Se chiedessimo, in buona sostanza, perché Gesù è stato crocifisso ed è morto, dovremmo rispondere con verità: per la difficoltà degli esseri umani ad accettare un cambiamento radicale.

Il Messia che Israele aspettava era diverso, si è detto spesso. Gesù ha apportato troppi cambiamenti nel modo di vedere il rapporto tra l'uomo e Dio, ha capovolto troppe sicurezze, per poter essere accolto come Messia. E' scattata così la resistenza a Dio, la chiusura del cuore.

Il Vangelo di oggi è emblematico, nella sua radicalità, del grande cambio proposto da Gesù.

Agli scribi e farisei, persuasi di entrare nel regno semplicemente in virtù dell'appartenenza al popolo eletto, egli risponde con quel verbo agonizesthe, che significa, sforzatevi al 100%, faticate fino all'agonia, lottate, mettetecela proprio tutta per entrare nel Regno. Si tratta di uno sforzo teso fino allo spasimo.

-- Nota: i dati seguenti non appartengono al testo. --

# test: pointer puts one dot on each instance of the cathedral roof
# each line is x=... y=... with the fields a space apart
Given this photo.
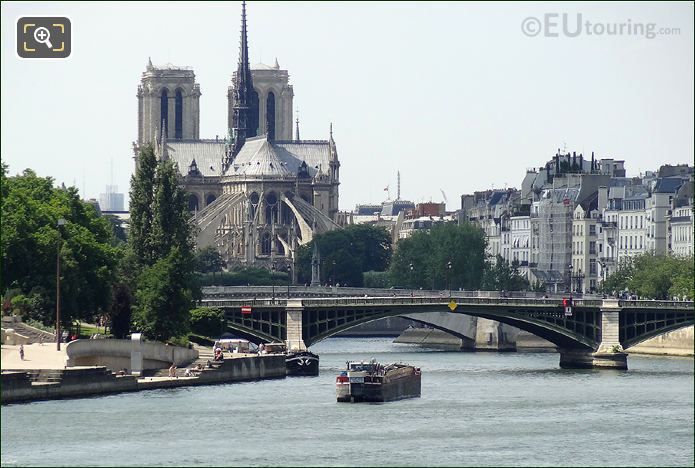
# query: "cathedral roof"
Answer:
x=280 y=158
x=208 y=155
x=263 y=66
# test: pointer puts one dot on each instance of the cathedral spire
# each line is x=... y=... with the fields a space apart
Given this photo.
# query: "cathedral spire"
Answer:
x=245 y=104
x=164 y=153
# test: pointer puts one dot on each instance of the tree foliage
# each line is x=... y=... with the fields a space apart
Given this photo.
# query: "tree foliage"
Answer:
x=209 y=260
x=429 y=253
x=244 y=276
x=31 y=207
x=653 y=276
x=208 y=321
x=120 y=311
x=504 y=277
x=346 y=254
x=164 y=297
x=161 y=248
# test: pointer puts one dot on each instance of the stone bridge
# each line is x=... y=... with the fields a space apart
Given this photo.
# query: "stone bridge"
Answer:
x=593 y=336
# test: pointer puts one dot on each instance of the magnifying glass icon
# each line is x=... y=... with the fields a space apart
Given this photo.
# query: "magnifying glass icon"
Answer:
x=43 y=36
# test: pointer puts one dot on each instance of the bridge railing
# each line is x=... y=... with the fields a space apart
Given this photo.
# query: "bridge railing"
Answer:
x=652 y=304
x=435 y=300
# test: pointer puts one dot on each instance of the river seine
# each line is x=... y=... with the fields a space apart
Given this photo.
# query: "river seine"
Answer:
x=476 y=409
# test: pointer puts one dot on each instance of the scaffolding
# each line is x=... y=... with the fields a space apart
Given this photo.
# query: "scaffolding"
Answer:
x=555 y=238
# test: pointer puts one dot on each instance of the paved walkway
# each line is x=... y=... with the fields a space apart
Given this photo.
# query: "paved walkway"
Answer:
x=36 y=356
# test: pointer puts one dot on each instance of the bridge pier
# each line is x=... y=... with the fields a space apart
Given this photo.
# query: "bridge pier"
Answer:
x=294 y=340
x=609 y=354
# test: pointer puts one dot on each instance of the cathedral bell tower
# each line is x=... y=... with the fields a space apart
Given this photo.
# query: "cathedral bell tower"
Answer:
x=169 y=103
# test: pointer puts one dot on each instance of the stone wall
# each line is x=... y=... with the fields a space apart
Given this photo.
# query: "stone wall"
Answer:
x=675 y=343
x=116 y=354
x=88 y=381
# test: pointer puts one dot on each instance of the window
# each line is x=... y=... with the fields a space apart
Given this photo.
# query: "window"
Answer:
x=270 y=115
x=164 y=111
x=178 y=115
x=193 y=203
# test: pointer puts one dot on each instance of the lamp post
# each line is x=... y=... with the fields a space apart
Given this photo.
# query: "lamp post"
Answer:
x=412 y=286
x=448 y=270
x=272 y=279
x=333 y=278
x=61 y=222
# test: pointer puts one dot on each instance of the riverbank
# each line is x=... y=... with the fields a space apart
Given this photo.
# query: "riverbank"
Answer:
x=24 y=385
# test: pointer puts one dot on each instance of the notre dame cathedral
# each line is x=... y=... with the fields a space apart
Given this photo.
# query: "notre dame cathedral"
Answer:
x=259 y=193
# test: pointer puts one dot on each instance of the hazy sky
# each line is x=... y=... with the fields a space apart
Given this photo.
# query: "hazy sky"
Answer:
x=454 y=95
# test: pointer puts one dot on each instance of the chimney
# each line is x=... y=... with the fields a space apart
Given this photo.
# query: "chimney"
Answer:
x=602 y=198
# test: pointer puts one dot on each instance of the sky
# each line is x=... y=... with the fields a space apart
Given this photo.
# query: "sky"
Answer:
x=458 y=97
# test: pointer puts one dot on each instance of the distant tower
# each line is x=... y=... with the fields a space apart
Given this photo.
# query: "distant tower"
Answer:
x=243 y=98
x=398 y=193
x=168 y=94
x=316 y=266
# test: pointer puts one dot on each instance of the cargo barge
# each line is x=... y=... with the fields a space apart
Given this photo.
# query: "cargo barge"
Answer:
x=373 y=382
x=298 y=363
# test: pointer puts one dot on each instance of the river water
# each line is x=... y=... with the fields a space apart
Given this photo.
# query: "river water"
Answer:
x=476 y=409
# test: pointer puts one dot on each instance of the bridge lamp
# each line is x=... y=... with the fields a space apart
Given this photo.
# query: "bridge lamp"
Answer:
x=448 y=269
x=272 y=278
x=61 y=222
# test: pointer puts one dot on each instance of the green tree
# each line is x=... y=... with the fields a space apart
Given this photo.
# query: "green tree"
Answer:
x=504 y=277
x=208 y=260
x=653 y=276
x=346 y=254
x=120 y=312
x=208 y=321
x=164 y=297
x=160 y=250
x=31 y=240
x=142 y=190
x=429 y=254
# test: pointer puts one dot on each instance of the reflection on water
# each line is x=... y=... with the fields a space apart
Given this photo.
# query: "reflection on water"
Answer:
x=476 y=409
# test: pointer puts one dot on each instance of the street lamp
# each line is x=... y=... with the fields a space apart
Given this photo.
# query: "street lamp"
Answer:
x=272 y=279
x=333 y=278
x=410 y=265
x=448 y=269
x=61 y=222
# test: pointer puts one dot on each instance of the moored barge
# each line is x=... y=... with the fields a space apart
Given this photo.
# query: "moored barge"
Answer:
x=298 y=363
x=373 y=382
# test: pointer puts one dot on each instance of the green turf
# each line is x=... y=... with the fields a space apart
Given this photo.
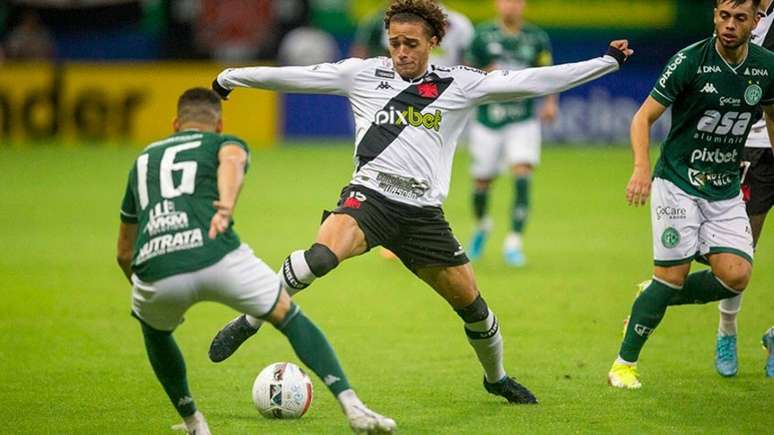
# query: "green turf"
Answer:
x=71 y=358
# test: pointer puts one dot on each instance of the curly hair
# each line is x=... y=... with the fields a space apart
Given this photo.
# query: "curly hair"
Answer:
x=426 y=12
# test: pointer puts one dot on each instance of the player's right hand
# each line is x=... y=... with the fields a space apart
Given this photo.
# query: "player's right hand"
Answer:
x=638 y=189
x=220 y=220
x=220 y=90
x=619 y=49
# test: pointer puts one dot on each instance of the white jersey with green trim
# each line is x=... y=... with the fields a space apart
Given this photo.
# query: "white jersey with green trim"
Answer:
x=759 y=137
x=406 y=131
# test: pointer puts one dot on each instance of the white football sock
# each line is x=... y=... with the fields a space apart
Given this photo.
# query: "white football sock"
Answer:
x=486 y=340
x=729 y=309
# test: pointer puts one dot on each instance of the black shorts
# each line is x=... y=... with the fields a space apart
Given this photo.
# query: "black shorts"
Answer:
x=758 y=185
x=419 y=236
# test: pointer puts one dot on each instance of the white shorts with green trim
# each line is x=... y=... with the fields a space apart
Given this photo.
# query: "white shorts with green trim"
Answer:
x=240 y=280
x=493 y=150
x=687 y=227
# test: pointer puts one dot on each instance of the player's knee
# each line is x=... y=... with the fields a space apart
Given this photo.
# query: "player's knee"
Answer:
x=736 y=278
x=300 y=268
x=321 y=259
x=475 y=312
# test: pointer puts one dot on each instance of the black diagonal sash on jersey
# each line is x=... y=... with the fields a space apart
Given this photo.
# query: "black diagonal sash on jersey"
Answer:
x=379 y=137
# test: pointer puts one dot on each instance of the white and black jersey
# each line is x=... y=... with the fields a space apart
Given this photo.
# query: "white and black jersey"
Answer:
x=406 y=131
x=764 y=36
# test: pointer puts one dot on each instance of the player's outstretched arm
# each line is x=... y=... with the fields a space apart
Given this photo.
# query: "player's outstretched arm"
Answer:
x=535 y=82
x=638 y=189
x=231 y=172
x=325 y=78
x=127 y=234
x=768 y=115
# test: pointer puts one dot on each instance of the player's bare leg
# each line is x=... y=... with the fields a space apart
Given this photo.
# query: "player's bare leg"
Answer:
x=483 y=221
x=338 y=238
x=513 y=246
x=315 y=352
x=458 y=287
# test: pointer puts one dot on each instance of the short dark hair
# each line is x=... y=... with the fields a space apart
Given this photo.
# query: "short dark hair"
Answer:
x=426 y=12
x=756 y=3
x=199 y=104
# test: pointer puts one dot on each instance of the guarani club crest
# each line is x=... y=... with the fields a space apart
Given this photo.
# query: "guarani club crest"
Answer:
x=670 y=238
x=753 y=94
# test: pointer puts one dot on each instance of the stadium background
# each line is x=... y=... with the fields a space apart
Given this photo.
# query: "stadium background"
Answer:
x=72 y=120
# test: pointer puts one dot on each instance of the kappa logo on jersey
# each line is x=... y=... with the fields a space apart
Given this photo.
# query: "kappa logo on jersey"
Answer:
x=709 y=88
x=428 y=90
x=412 y=117
x=756 y=72
x=355 y=200
x=671 y=69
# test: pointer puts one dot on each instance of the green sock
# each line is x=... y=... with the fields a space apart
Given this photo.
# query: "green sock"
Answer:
x=647 y=311
x=700 y=288
x=480 y=203
x=313 y=349
x=520 y=209
x=169 y=366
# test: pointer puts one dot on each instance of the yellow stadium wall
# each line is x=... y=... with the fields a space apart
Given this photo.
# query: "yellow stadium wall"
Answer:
x=117 y=103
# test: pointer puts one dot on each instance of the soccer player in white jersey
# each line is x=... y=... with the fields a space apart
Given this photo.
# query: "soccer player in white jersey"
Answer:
x=758 y=190
x=408 y=116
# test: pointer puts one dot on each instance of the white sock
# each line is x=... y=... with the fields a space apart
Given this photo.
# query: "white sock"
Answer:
x=349 y=401
x=729 y=309
x=253 y=321
x=486 y=340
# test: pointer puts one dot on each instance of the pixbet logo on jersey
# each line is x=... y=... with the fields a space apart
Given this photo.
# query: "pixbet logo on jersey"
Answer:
x=412 y=117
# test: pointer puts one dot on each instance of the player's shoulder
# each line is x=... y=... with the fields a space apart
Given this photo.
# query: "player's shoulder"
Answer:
x=762 y=55
x=461 y=73
x=489 y=26
x=533 y=29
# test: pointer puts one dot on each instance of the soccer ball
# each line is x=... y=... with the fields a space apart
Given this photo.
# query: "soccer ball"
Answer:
x=282 y=390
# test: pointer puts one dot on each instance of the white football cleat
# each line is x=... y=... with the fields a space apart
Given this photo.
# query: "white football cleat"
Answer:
x=198 y=426
x=364 y=421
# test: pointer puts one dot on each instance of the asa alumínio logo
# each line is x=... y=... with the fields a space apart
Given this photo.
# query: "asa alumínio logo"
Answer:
x=670 y=238
x=753 y=94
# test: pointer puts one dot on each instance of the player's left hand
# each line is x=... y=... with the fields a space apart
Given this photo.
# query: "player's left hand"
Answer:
x=638 y=189
x=220 y=220
x=548 y=112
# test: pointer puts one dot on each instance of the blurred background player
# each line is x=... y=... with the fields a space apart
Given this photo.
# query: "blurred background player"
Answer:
x=715 y=87
x=177 y=247
x=758 y=190
x=507 y=132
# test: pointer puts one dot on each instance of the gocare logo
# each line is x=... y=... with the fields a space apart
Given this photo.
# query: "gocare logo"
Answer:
x=670 y=212
x=715 y=156
x=412 y=117
x=671 y=68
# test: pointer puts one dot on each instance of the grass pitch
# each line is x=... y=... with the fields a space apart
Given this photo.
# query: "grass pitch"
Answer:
x=72 y=360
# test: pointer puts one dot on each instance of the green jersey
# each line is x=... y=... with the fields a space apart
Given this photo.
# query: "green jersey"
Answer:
x=170 y=195
x=714 y=105
x=495 y=47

Conferma così le parole di Giovanni Battista: non basta essere figli di Abramo per salvarsi (Lc 3,8).

Nella teologia rabbinica del tempo vigeva la convinzione che gli ebrei si sarebbero salvati per il fatto di essere il popolo eletto. Oppure si sarebbero salvati solo se osservanti, ma sempre in virtù del fatto di essere membri di questo popolo.

Oggi sappiamo che nessuna appartenenza ci salva, ma solo la risposta personale e generosa: l'eliminazione delle resistenze a Dio e al suo Amore.

"Aprirsi a una visione universalistica implica la capacità di vedere largo, sospettare il bene presente oltre il cortile di casa, entrare in dialogo con tutti, promuovere la comunione al di là di ogni blocco pregiudiziale, coltivare il rispetto del diverso, accogliere il vero, il buono, il bello, da qualunque parte vengano, superare la crisi di rigetto nei confronti dell'estraneo, stabilire una serena e genuina fraternità. Dio è più grande del nostro cuore (1 Gv 3,20)". Non resistiamogli!

Tra gli aneddoti di papa Giovanni Paolo I ce n'è uno semplice e gustoso. A un bimbo che gli chiedeva se il peccato di Giuda Iscariota fosse troppo grande per essere perdonato, il Papa rispose: "Tradire Gesù è stato un grande peccato, ma credere di non poter essere perdonato è stato più grande".